All of these efforts hit dead ends. Once they had DNA from the killer, it was used to clear anyone who even remotely approached suspect status. The victim’s personal background produced no deep conflicts, no spurned lovers, and no extramarital activity on her or her husband’s part. As an assistant city manager her reach into the city’s bureaucracy and politics was substantial, yet she carried the final say on few items of business and on none that were controversial.

A profile of the murderer drawn from the details of the crime scene was what eventually pointed the investigation away from the victim’s personal and professional life. The profile, put together by the Sheriff’s Department Behavioral Science Unit, concluded that the suspect was a psychopath who was filling a complex of psychological needs in the murder of Lexi Parks. No kidding, Bosch thought as he read the conclusion.

The profile stated that the killer was most likely a stranger to Parks and that she could have crossed his path anywhere recently or long ago. Because she was a public figure who appeared regularly on West Hollywood’s public-access cable channel as well as at public events, the circle of possibilities was even greater. Her killer could have simply seen her on the news or at a televised city council meeting. The crossing could have happened anywhere.

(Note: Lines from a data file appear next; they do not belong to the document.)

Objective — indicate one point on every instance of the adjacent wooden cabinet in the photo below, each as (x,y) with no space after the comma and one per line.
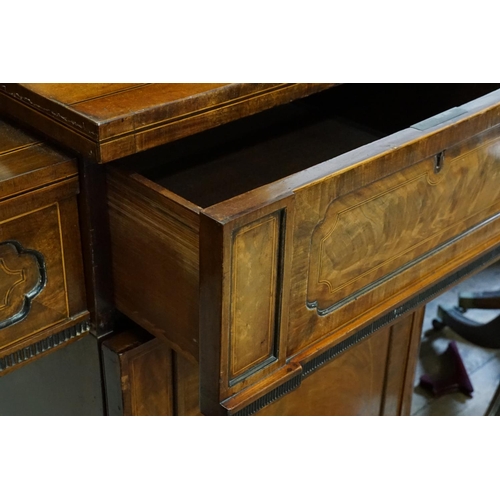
(278,242)
(42,292)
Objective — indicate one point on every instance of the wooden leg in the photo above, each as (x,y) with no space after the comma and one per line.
(484,335)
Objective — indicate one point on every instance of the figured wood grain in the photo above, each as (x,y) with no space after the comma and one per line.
(374,377)
(41,273)
(255,266)
(105,123)
(378,229)
(265,263)
(351,384)
(155,244)
(26,163)
(33,221)
(397,170)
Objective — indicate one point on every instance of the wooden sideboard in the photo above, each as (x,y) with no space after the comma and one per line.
(249,249)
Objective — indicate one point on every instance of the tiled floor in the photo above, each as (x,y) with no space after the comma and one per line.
(482,365)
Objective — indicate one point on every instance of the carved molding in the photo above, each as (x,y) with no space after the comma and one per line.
(397,222)
(311,366)
(44,345)
(23,276)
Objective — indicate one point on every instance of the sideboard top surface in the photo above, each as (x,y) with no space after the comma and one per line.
(107,121)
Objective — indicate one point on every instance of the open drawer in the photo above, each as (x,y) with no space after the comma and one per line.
(264,247)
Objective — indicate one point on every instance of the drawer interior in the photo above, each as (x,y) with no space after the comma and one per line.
(230,160)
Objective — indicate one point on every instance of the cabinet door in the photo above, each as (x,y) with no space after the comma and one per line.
(375,377)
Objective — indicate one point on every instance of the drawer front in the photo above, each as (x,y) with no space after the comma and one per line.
(288,275)
(41,276)
(293,273)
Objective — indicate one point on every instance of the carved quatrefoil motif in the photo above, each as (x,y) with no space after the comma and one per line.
(22,278)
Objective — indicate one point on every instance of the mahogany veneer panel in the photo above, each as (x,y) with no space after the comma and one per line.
(42,295)
(284,272)
(104,122)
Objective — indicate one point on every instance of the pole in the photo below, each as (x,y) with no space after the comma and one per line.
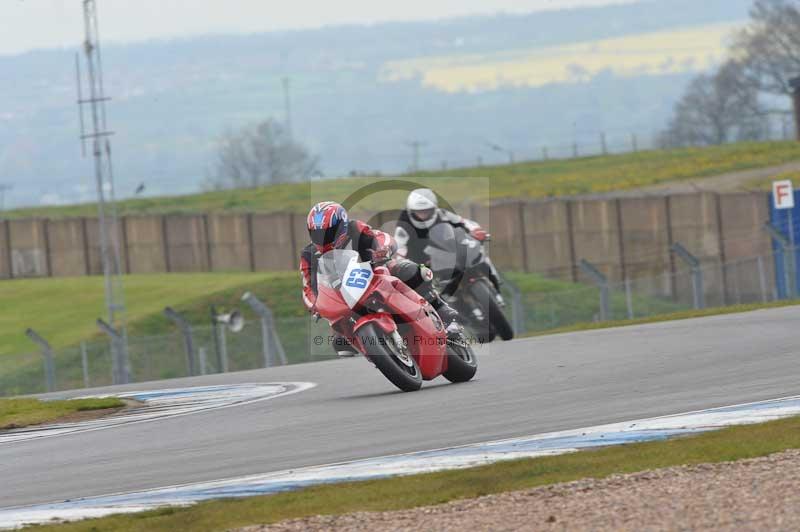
(602,283)
(85,365)
(287,103)
(788,259)
(698,290)
(223,343)
(47,358)
(792,254)
(415,147)
(3,189)
(201,353)
(795,86)
(119,368)
(271,344)
(104,180)
(215,331)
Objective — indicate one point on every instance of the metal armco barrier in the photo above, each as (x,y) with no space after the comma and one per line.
(47,356)
(602,283)
(119,359)
(186,330)
(698,291)
(270,342)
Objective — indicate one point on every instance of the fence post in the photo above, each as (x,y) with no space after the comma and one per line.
(517,310)
(220,341)
(271,344)
(47,356)
(602,283)
(188,343)
(789,265)
(85,365)
(629,299)
(119,360)
(762,279)
(698,291)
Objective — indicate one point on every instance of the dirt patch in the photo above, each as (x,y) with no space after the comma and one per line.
(77,417)
(755,494)
(730,182)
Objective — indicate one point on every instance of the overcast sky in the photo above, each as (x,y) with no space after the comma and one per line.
(31,24)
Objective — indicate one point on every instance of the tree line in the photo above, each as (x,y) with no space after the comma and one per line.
(738,100)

The killing seemed to be both carefully planned and reckless in terms of the overkill in violence and the DNA evidence left behind. Other crime scene details that influenced the profile included the fact that the victim had not been tied up in any way — indicating the killer did not need bindings to overpower and control her. The victim was also found by her husband with a pillow over her face, hiding the intense damage of the fatal beating from view and possibly indicating remorse on the part of the killer.

Since her husband was a law enforcement officer, several security measures had been installed in the home, including an alarm system and multiple locks on all doors. The killer had gained entrance through the window of a home office, removing a screen and leaving it leaning against the back wall of the house, then jimmying the lock on the window. The victim apparently had not set the alarm system and her husband said that she rarely did so despite his often-repeated request that she set it when he was working at night and she was home alone.

All of this and other details added up to the profile of a suspect who was opportunistic and relentless as a predator. Parks had gone to the Pavilions supermarket on Santa Monica Boulevard on the evening of her murder. For several days the investigators scoured security video from the store and shopping plaza where it was located, tracking Parks’s visit and hoping to find the point of intersection between victim and predator. But nothing came of it. In the store, Parks saw and acknowledged several acquaintances whom she knew socially or from her government work. But all of them were checked out and eventually cleared, either through voluntary DNA comparison or otherwise.